Women's health * Men's health * Mental wellbeing

How stress can make you sick

How stress can make you sick Those sensitive to social rejection are more susceptible to illness

Does speaking in front of a crowd make you nervous? Well, that may be the least of your worries, as the social stress involved may most literally be making you sick.

Research conducted at the University of California Los Angeles found that individuals who exhibit greater neural sensitivity to social rejection also exhibit greater increases in inflammatory activity to social stress.

Chronic inflammation can increase the risk of a variety of disorders, including asthma, rheumatoid arthritis, cardiovascular disease, certain types of cancer, and depression.

"It turns out, there are important differences in how people interpret and respond to social situations," lead researcher George Slavich said.

"For example, some people see giving a speech in front of an audience as a welcome challenge; others see it as threatening and distressing. In this study, we sought to examine the neural bases for these differences in response and to understand how these differences relate to biological processes that can affect human health and well-being."

The study tested 124 volunteers, subjecting them to awkward social situations. One involved preparing and delivering a speech and performing difficult mental arithmetic, both in front of a hostile panel of raters. Mouth swabs were taken before and after the public-speaking to test for changes in two key biomarkers of inflammatory activity.

In another session, the participants received an MRI brain scan while playing a video game against what were perceived to be human opponents.
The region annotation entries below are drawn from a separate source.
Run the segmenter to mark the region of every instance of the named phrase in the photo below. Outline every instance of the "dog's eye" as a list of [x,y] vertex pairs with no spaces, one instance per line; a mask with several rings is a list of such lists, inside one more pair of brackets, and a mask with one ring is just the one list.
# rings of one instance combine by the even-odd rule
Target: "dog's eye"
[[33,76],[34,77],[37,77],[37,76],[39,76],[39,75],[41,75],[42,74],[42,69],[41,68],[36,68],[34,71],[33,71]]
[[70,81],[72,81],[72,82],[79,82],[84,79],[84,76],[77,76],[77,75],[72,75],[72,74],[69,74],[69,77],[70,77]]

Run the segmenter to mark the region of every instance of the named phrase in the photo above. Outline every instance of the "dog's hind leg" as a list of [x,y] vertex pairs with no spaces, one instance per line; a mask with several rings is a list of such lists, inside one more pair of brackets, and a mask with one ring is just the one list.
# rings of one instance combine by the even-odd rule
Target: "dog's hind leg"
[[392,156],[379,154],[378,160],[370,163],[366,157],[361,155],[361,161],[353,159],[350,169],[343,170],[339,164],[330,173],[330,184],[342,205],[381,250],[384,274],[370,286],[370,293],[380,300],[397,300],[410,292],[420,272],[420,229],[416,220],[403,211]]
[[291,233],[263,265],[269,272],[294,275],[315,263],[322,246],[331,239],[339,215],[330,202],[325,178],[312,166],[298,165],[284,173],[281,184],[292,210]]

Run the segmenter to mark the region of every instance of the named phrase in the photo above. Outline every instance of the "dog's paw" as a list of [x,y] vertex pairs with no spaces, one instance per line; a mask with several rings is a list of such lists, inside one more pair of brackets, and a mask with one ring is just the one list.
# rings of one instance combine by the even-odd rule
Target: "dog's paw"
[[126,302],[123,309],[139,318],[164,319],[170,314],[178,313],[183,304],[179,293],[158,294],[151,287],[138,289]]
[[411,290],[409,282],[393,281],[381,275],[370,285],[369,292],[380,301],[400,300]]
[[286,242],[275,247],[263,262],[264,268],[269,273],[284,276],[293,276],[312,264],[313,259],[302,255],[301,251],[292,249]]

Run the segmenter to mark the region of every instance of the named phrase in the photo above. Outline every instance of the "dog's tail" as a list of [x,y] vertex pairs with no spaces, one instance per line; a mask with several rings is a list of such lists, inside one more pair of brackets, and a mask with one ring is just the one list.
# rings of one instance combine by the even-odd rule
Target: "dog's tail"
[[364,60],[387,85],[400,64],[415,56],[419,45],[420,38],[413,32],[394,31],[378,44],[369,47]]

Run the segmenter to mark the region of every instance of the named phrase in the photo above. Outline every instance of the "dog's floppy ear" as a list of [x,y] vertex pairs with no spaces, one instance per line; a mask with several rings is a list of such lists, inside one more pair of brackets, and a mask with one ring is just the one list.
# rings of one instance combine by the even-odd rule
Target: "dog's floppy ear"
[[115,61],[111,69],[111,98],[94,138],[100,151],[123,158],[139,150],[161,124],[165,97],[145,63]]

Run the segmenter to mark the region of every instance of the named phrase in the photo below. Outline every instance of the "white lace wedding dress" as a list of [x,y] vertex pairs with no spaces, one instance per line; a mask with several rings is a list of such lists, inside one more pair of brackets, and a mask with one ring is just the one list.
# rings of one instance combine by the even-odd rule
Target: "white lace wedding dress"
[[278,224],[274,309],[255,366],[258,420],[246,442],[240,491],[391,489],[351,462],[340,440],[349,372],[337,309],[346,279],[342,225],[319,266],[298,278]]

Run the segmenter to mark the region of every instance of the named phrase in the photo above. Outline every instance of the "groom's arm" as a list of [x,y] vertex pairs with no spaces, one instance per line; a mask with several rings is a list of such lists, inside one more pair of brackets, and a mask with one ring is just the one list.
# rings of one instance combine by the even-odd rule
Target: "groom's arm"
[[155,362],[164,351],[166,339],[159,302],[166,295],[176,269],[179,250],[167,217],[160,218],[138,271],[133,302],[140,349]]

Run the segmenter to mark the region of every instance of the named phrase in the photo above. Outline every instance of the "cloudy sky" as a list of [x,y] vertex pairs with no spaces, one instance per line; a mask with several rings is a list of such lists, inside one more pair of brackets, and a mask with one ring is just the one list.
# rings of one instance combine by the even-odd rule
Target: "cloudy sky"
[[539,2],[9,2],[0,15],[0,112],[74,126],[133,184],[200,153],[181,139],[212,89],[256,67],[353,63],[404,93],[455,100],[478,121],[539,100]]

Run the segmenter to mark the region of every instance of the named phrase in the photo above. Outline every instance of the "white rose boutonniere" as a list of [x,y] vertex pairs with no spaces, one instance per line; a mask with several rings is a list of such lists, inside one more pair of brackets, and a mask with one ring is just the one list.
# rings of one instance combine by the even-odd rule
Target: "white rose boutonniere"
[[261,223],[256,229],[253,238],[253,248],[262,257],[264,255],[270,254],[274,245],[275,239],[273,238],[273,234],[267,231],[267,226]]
Midway through the game, the subject was excluded from the game, giving the impression they had been socially rejected.

The results showed that individuals who exhibited most neural activity during social rejection also exhibited greater increases in inflammatory activity when exposed to acute social stress in the lab.

"This is further evidence of how closely our mind and body are connected," Dr Slavich said.

"We have known for a long time that social stress can 'get under the skin' to increase risk for disease, but it's been unclear exactly how these effects occur. To our knowledge, this study is the first to identify the neurocognitive pathways that might be involved in inflammatory responses to acute social stress," he added.

Although increases in inflammatory activity are part of our immune system's natural response to potentially harmful situations, "frequent or chronic activation of the system may increase risk for a variety of disorders," Dr Slavich said.

The key question raised by the research is why neural sensitivity to social rejection would cause an increase in inflammation. The authors suggest that inflammation - which accelerates wound healing - may be triggered in anticipation of a physical injury.

However, while short-term inflammation is useful in battling an injury, chronic inflammation arising from the perception of social rejection is not.

"Although the issue is complex, one solution is to not treat negative thoughts as facts," Dr Slavich said.

"If you think you're being socially rejected, ask yourself, what's the evidence? If there is no evidence, then revise your belief. If you were right, then make sure you're not catastrophizing or making the worst out of the situation."

The study appears in the current online edition of the journal Proceedings of the National Academy of Sciences.